Sunday, January 27, 2013

coming to the end of oneself


Mark A. Noll in Turning Points:

For [Martin] Luther it was also a pivotal axiom that the cross reveals the all-loving God as also the all-mysterious God. At the cross the creation itself took hold of the Creator; the creation entombed the Creator. At the cross the loftiest heights came down to the deepest depths; at the cross the hands of men pierced the hands that made humankind. There could be no greater mystery.

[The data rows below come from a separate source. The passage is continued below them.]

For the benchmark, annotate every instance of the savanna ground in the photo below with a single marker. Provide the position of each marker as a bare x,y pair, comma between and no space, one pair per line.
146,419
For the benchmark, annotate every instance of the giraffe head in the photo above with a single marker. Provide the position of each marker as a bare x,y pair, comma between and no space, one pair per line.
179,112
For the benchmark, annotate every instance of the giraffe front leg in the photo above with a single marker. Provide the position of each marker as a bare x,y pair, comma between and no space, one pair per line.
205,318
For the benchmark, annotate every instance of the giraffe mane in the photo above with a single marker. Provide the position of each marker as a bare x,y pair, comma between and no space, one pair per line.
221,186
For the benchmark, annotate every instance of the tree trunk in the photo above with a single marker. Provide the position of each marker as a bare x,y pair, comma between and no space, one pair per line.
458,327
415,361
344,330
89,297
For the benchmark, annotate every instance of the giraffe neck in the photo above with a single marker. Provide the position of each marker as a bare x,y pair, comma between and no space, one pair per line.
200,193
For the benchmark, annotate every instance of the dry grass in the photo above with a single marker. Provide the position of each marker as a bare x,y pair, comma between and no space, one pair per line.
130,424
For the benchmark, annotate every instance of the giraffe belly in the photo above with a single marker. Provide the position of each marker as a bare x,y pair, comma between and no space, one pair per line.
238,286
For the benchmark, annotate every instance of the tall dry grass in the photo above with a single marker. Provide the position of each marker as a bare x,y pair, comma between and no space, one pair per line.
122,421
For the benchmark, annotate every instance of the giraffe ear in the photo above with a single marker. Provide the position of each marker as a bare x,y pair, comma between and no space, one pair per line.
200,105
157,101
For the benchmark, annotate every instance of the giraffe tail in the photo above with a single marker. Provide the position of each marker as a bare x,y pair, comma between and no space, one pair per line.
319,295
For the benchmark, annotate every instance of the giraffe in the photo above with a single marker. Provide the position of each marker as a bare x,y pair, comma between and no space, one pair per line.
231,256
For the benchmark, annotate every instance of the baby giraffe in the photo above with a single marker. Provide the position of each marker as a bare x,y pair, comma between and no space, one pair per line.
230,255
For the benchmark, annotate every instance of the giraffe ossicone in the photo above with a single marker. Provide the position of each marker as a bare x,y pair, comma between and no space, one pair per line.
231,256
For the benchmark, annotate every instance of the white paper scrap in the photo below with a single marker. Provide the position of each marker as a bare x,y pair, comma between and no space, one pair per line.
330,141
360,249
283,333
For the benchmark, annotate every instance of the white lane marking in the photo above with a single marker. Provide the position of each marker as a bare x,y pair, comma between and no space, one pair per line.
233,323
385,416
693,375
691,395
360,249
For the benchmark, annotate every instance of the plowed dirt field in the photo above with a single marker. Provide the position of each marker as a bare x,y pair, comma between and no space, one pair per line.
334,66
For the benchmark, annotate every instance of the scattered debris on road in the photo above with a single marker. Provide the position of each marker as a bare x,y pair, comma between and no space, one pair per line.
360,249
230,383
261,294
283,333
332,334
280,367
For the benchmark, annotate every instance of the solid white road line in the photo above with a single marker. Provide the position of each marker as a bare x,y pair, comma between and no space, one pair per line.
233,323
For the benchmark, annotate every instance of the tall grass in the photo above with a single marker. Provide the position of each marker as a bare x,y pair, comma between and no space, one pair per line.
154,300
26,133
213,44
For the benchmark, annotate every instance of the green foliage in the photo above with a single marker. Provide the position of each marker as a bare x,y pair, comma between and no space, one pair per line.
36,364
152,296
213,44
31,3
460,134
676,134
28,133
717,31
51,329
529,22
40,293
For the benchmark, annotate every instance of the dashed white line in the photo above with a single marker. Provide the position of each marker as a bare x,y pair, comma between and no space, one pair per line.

Thus, as Luther constantly repeated, the cross must always remain utterly scandalous. It was a scandal for Jews, and all who sought God through moral exertion; it was a scandal for Greeks, and all who sought God through the exercise of the mind. The cross, for Luther, revealed the judgment of God that no amount of human work could make humanity successful; no amount of diligent study could make humanity truly wise; no amount of human exertion could provide enduring joy. The cross, in sum, was God’s everlasting “no” to the most fundamental human idolatry of regarding the self as a god. It was God’s final word of condemnation for all efforts to enshrine humanity at the center of existence.

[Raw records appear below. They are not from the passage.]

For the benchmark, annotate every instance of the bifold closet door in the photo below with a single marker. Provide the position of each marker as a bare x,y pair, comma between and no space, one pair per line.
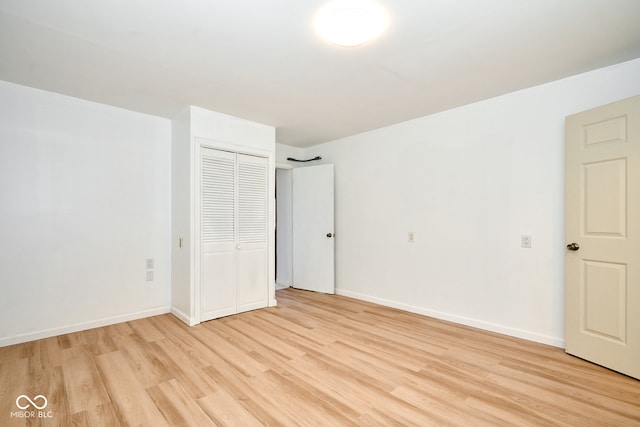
218,234
233,272
251,255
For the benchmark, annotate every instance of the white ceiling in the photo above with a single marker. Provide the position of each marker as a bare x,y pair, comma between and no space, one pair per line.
261,60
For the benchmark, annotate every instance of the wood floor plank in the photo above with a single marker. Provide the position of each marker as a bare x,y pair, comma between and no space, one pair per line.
315,359
133,404
83,384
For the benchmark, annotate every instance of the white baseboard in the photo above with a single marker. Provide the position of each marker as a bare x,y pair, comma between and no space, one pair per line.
283,285
76,327
487,326
184,317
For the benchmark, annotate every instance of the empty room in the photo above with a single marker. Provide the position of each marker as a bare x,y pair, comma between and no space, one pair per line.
320,213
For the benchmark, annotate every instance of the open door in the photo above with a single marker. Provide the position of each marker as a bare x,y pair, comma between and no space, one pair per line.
313,231
602,208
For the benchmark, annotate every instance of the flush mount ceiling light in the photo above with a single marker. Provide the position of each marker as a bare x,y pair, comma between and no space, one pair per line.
351,22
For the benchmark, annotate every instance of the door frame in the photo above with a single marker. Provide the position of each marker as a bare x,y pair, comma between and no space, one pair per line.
286,168
196,203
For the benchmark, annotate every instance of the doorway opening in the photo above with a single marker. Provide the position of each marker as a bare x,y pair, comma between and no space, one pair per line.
284,227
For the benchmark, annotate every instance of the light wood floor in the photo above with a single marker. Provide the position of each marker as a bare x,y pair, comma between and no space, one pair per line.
315,360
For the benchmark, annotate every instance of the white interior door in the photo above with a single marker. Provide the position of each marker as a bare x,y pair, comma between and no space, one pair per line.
218,234
602,300
313,229
234,238
252,248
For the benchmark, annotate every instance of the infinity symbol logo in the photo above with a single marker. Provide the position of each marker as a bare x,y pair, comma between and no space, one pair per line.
23,397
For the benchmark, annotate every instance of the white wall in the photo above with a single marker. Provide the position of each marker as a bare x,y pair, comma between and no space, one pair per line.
468,182
84,200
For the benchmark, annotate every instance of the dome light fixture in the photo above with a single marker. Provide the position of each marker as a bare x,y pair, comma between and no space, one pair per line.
350,23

Luther’s “evangelical breakthrough” was an excruciatingly long time in coming for himself, but it also had a remarkable effect once announced, because these denunciations of a theology of glory seemed so fanatical, so excessive, or what we might today call so counterintuitive. But for those who could follow Luther’s chain of reasoning or, as was more often the case, who recognized the pilgrimage of their own hearts in what he wrote, there was great reward. A theology of the cross did not only destroy, it also opened up. And what it opened up was God’s everlasting “yes” to those who had come to the end of themselves. Here is how Luther put it:
For where man’s strength ends, God’s strength begins, provided faith is present and waits on him. And when the oppression comes to an end, it becomes manifest what great strength was hidden under the weakness. Even so, Christ was powerless on the cross; and yet there he performed his mightiest work and conquered sin, death, world, hell, devil, and all evil. Thus all the martyrs were strong and overcame. Thus, too, all who suffer and are oppressed overcome.
With these words, Luther echoed what the apostle Paul had said to the Corinthians. If humans embrace the cross, they may be scorned as spineless and foolish. But that is not the last word, for to embrace the cross is also to embrace the world as it actually is in its most essential reality. We also come to know “the mystery of God . .  . Christ, in whom are hidden all the treasures of wisdom and knowledge” (Col. 2: 2– 3). To embrace the scandalous cross is to be embraced in turn by Jesus. The blood-streaked figure enfolds those who come to him and ushers them into the kingdom of God. The theology of the cross shows how to become a child of God.